Сидя в вагоне пригородной электрички, под мерный перестук колёс он незаметно задремал. События последних дней отошли куда-то на задний план, стали не столь важными как казалось, мосты любви, доверия словно рушились один за другим, очищая места в ячейках памяти.
Ефим проснулся, когда женский голос объявил название остановки. Словно кто-то толкнул его под локоть: «Тебе пора, дружок!» Он встал и, закинув рюкзак за плечо, направился к выходу. В тамбуре, куда он вышел, уже стояли две девушки и парень, совсем ещё молоденький, вихрастый, с красивым, но угреватым лицом. «Комплексует, наверное». – Ефим старался не смотреть в его сторону, больше разглядывал девушек. Почувствовав внимание незнакомца, одна из них залилась румянцем, перескочившим на нежную девичью шею, короткая стрижка не скрывала, скорее наоборот, выставляла на всеобщее обозрение. Другая – с крашенными в лисий цвет волосами, насмешливо стрельнула глазами и что-то зашептала на ухо подружке.
«Вот дурак, чего это я на них пялюсь, – обругал себя Ефим, – вон даже в краску вогнал». Сделав вид, что рассматривает дверь, ведущую в тамбур соседнего вагона, он нет-нет, но всё же поглядывал на девушек, невольно отмечая стройные фигурки.
Вагон, притормаживая, дёрнулся раз-другой. Ефим устоял, такие штучки ему были знакомы.
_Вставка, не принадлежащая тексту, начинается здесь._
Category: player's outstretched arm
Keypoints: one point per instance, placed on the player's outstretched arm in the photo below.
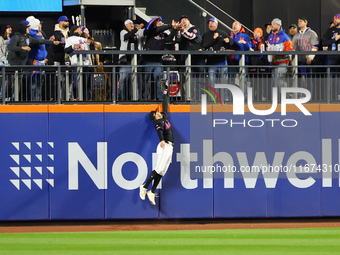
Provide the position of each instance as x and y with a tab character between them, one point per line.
165	101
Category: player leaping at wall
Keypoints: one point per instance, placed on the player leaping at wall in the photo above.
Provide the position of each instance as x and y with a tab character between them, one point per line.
164	148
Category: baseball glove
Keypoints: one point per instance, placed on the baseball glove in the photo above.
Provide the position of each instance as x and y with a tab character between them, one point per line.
163	85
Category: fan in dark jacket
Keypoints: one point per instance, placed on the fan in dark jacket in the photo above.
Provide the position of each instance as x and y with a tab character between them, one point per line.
19	46
155	40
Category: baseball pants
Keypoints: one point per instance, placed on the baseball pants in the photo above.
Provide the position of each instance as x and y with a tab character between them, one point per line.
164	156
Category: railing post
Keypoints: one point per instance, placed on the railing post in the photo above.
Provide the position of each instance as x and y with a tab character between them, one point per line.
80	78
242	73
59	84
134	77
114	85
328	89
188	77
3	85
295	73
67	86
16	86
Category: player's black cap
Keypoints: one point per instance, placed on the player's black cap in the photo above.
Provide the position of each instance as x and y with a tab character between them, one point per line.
183	17
152	115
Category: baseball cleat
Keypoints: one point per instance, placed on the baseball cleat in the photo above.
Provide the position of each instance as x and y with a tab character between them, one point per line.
142	192
151	197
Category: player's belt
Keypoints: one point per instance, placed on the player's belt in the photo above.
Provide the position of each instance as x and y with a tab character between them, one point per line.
168	142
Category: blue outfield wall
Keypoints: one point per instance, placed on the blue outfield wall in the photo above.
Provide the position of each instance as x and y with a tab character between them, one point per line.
87	162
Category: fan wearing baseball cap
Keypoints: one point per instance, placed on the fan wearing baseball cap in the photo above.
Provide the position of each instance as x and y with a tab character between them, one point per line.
305	40
61	32
130	37
216	40
292	30
278	40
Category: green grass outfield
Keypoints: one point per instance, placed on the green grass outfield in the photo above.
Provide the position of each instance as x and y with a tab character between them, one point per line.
231	241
Троица впереди тоже держалась уверенно, сразу видно, не впервой катаются. Створки дверей разошлись…
Гукнув басом на прощание, электричка унеслась в туманную даль решать людские судьбы, встречать и провожать тех, кто занят делом, и тех, кто ехал просто так, для собственного удовольствия и развлечения. Хотя по большому счёту люди интересовали её меньше всего, спокойное тёплое депо привлекало куда сильнее, чем эти бесконечные мотания в снег и в дождь, в жару и в холод, не хотелось зарабатывать ревматизм, то бишь усталость металла.
Кроме них на маленькой вытянутой в длину платформе больше никого не оказалось. Ефим отметил это с безразличием, пропуская ребят вперёд, и лишь когда они, спустившись по ступенькам вниз, ступили на тропинку, что стрелой протянулась до лесополосы, двинулся сам.
За лесополосой начиналось поле, уже убранное и перепаханное. Резко пахло прелой соломой, землёй и ещё чем-то непонятным. Здесь тропинка заканчивалась, дальше шла обычная двухколейка, деля поле на две неравные части. Вдали тёмными буграми маячили дома деревни.
Распогодилось. Осеннее солнышко грело запоздалым теплом, словно отрывало последнее от сердца, собираясь на зимовку. Зелёная листва – пока ещё зелёная – тихонько шелестела, нашёптывая сказочные истории леса.
Ефим остановился, расстегнул штормовку и, то ли природа подействовала умиротворением, расслабляющей тишиной, то ли дремота вдогонку выслала гонца, но, вытянув руки, он сладостно потянулся. Подумал: «Стою на перепутье трёх дорог, сюда бы ещё камень как у „Витязя на распутье“, направо пойдёшь – озеро найдёшь, налево пойдёшь – незнамо что найдёшь, может приключения… Прямо точно не пойду, там деревня». Посмотрел вправо – что-то наподобие просёлочной дороги, отделяющей поле от лесополосы, тянулось к далёкому лесу. Слева то же самое, но Ефим свернул направо – озеро было там, рядом с тёмно-зелёной стеной, закрывшей половину горизонта.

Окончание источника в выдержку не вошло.